A landing page with generous macro whitespace feels open and inviting. A dashboard with tight macro whitespace feels data-dense and utilitarian. Neither is inherently better — the right amount depends on the purpose and audience.
Micro Whitespace
Micro whitespace is the small-scale spacing within elements — the space between lines of text (line-height), between letters (letter-spacing), between a label and its input field, or between an icon and its accompanying text.
Micro whitespace has an outsized impact on readability and polish. Consider line-height: body text set at a line-height of 1.0 (no extra space between lines) is nearly unreadable. The same text at 1.5 to 1.75 line-height becomes comfortable. That difference is pure micro whitespace.
Why Whitespace Is Not Wasted Space
One of the most common pieces of feedback designers receive is "can we make better use of this space?" from stakeholders who see empty areas as unused real estate. This impulse is understandable but misguided.
Whitespace is actively doing work. It:
- Gives the viewer's eye a place to rest between sections of content
- Prevents cognitive overload by limiting the amount of information competing for attention at once
- Makes interactive elements like buttons easier to tap on touch screens (padding around a button increases the touch target)
When someone asks you to fill in whitespace, explain what removing it would cost: reduced readability, increased cognitive load, and a more cluttered appearance. Whitespace is not absence — it is intentional restraint.
Practical Guidelines
- Start with more whitespace than you think you need. You can always tighten later, but designs that start cramped rarely get opened up.
- Use consistent spacing values. Pick a scale (like 8, 16, 24, 32, 48, 64) and stick to it.
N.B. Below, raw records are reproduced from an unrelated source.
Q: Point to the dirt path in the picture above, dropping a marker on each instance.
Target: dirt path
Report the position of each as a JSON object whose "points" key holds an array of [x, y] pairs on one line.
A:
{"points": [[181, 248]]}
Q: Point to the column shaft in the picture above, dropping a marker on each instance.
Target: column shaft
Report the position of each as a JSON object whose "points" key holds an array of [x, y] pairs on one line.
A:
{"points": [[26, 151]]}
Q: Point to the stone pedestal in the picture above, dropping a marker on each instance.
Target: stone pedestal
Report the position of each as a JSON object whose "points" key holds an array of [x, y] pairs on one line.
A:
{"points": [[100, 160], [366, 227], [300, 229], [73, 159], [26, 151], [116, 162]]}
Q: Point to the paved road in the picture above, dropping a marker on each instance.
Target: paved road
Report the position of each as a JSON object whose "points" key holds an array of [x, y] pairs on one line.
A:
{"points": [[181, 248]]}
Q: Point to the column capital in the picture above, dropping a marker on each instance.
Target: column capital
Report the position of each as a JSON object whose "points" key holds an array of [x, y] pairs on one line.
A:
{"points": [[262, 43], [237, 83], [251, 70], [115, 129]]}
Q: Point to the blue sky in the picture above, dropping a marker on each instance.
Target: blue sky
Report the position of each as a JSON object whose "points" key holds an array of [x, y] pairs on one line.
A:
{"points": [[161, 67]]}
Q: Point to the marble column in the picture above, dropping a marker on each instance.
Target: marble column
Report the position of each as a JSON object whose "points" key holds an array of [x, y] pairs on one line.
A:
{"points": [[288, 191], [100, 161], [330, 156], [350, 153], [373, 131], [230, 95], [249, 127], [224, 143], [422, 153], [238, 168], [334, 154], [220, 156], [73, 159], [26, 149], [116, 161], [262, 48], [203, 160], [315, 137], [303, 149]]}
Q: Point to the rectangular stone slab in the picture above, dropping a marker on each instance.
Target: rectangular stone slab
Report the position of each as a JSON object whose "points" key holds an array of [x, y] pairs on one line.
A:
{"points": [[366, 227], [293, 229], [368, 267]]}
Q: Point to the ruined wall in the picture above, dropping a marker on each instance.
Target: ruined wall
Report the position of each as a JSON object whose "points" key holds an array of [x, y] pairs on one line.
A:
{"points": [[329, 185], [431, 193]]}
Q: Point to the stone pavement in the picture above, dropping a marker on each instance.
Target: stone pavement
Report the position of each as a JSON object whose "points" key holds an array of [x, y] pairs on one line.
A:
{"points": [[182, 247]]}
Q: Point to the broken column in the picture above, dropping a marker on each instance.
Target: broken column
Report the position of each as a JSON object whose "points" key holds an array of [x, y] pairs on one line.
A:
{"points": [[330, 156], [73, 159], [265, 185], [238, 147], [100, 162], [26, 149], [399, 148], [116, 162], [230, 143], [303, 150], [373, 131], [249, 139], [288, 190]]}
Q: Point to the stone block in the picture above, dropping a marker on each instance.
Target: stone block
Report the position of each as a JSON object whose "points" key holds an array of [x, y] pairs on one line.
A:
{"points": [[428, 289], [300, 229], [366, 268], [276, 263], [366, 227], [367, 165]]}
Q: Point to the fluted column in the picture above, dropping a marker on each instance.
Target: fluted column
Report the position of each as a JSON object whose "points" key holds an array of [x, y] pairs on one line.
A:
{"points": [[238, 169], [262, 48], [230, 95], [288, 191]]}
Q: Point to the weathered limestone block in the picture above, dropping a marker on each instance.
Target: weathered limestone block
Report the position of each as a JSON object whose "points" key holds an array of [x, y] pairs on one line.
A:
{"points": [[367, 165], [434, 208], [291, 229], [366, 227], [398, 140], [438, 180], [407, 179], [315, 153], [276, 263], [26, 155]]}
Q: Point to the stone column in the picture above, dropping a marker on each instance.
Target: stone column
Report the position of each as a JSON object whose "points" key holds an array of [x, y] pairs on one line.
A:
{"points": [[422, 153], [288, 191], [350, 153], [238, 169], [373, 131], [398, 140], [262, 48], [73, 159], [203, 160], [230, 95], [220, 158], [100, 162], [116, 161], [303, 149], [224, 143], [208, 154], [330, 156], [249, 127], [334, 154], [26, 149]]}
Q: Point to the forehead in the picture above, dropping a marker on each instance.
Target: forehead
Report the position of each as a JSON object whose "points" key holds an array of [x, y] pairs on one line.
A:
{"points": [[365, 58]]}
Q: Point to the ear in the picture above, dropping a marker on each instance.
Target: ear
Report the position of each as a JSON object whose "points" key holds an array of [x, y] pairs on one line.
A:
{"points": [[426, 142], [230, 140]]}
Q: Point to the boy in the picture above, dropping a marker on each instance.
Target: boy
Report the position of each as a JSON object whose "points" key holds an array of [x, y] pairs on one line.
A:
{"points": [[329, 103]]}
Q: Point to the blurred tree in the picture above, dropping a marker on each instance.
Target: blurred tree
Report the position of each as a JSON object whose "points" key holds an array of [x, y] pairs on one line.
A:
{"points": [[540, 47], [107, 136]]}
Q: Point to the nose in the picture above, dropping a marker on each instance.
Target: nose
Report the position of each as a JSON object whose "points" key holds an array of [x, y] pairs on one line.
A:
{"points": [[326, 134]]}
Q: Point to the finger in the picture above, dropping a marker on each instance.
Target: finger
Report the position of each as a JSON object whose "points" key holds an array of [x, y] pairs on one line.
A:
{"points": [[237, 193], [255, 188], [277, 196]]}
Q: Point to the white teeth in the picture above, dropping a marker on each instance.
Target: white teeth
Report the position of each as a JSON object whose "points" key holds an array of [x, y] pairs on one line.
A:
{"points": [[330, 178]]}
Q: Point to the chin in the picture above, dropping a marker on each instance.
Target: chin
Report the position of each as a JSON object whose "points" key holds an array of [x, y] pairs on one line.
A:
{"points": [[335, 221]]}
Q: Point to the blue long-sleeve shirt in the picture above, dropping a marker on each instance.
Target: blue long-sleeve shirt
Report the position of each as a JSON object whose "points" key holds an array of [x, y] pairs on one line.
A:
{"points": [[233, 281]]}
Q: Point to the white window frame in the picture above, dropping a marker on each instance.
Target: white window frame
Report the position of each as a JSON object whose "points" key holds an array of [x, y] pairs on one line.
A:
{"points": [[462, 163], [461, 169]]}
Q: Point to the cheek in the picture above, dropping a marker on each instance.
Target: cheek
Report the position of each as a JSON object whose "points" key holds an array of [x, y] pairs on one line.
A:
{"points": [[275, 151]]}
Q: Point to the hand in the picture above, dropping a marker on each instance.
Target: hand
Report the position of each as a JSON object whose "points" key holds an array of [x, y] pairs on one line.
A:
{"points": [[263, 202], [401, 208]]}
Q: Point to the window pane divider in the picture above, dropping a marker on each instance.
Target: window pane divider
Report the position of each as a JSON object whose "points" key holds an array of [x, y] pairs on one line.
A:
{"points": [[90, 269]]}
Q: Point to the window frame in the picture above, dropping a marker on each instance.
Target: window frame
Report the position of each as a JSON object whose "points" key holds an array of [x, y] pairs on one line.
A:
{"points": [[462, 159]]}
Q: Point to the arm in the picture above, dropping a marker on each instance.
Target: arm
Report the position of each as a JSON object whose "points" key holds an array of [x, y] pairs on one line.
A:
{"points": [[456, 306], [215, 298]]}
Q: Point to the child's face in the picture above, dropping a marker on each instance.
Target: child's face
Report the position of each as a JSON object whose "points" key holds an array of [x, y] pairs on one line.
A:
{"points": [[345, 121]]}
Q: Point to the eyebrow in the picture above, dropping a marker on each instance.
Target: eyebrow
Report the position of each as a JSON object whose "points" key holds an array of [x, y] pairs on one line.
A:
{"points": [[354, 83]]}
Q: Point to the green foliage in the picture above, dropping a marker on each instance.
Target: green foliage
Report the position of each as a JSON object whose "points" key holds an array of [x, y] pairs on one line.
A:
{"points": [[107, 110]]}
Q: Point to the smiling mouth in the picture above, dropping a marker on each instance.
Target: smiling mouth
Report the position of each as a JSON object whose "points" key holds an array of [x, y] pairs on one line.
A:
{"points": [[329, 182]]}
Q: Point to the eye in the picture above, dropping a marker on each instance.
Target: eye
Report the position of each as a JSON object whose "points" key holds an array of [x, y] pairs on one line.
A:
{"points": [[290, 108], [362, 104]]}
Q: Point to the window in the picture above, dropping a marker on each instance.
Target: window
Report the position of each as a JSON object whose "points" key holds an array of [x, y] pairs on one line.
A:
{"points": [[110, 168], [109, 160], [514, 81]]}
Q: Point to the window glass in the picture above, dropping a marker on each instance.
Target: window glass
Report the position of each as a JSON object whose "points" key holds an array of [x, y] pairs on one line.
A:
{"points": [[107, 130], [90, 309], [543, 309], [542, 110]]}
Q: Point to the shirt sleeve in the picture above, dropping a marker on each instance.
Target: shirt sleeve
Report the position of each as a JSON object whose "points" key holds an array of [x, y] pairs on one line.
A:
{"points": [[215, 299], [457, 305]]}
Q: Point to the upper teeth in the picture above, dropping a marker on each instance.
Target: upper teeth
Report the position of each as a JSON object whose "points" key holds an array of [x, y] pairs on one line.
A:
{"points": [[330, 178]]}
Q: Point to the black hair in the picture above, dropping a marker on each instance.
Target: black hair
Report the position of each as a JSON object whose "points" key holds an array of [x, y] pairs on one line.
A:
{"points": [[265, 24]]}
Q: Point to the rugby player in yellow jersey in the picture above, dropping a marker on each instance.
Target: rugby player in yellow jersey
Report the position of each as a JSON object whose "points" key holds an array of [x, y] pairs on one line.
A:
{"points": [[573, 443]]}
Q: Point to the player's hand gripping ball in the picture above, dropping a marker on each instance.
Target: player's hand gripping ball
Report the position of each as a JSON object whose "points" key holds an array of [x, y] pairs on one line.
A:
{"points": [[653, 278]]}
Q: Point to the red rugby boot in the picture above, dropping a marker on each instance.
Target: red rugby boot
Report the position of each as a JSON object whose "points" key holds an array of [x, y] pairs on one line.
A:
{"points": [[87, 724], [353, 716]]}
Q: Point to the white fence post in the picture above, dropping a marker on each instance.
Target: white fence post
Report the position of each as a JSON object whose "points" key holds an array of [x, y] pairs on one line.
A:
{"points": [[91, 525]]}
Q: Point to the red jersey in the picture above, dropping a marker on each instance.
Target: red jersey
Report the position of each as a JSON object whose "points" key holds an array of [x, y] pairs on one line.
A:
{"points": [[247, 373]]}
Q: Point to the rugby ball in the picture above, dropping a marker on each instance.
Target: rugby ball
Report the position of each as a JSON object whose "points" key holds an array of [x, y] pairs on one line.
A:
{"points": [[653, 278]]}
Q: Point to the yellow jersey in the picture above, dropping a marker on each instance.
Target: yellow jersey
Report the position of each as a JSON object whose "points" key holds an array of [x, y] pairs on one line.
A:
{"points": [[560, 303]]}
Random spacing values make a design feel unpolished.
- Increase whitespace as content importance increases. A primary headline deserves more breathing room than a secondary caption.
- Look at your design on a real device. Whitespace that looks generous on a large monitor may feel cramped on a phone screen.
- Study examples. Visit sites known for excellent use of whitespace — Medium, Apple, Stripe — and note how much space they dedicate to margins, padding, and gaps.
A Simple Test
If your design feels cluttered or overwhelming, the first thing to try is adding more whitespace. Increase margins, increase padding, increase the gap between sections. More often than not, the design will immediately feel more professional and easier to navigate. Whitespace is free, and it is almost always the right answer when something feels off.